Energy stocks have enjoyed a nice rally this year as oil prices bounced back from historic lows in February.
West Texas Intermediate (WTI) crude oil is currently trading in the $47 per barrel range.
True, that’s a long way from the $100-plus per barrel heights of mid-2014.
Then again, the price WTI crude touched below $30 per barrel in the early weeks of 2016.
Yet just when the oil bulls thought they were hitting their stride, word came this week of a surprising buildup in inventories, courtesy of the latest Department of Energy’s (DoE) weekly inventory report.
The market consensus called for a decline in stockpiles by 445,000 barrels. Instead, they ballooned by 2.5 million barrels.
That means, as Bespoke Investment Group points out, that the current total inventories of 189 million barrels are 53% above their historical average for this time of year if you look at data winding back to 1983.
Energy stocks have rallied, in part, this year on the assumption that industry’s supply-and-demand balance was gradually improving.

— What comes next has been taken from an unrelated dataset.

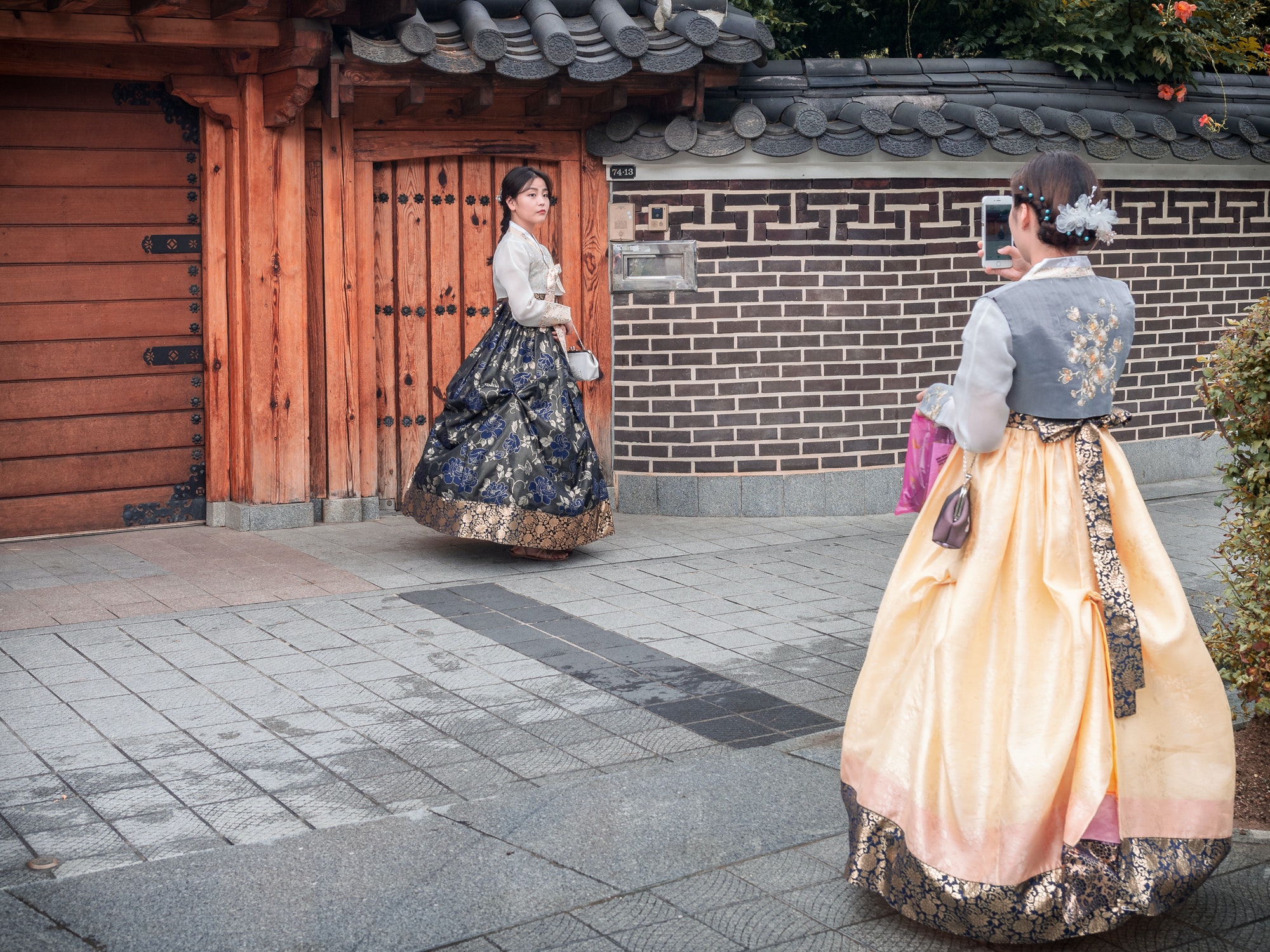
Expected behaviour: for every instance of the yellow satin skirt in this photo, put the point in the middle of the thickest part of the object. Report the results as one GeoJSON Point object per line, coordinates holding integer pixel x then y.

The Energy Select Sector SPDR Fund (XLE) is up nearly 18% on the year through August 24.
Yet that may no longer be a safe bet.
Goldman Sachs (GS) sees oil stuck in a trading range of between $45 and $50 a barrel for the next year.
It expects politically unstable oil producing nations such as Nigeria, Iraq and Libya ramping up output faster than expected.
Oil majors such as BP Plc (BP) and Royal Dutch Shell (RYDAF) are more optimistic.
They see supply and demand coming into closer alignment later this year and oil rising to $60 a barrel mark in early 2017.
After several tough years, energy stocks have staged a smart recovery.
Yet, the gains from here on in may be glacial, in my opinion.
Investors need to keep a gimlet eye on supplies.
Until they get in better sync with demand, a return to $100-plus per barrel oil is probably a long way off.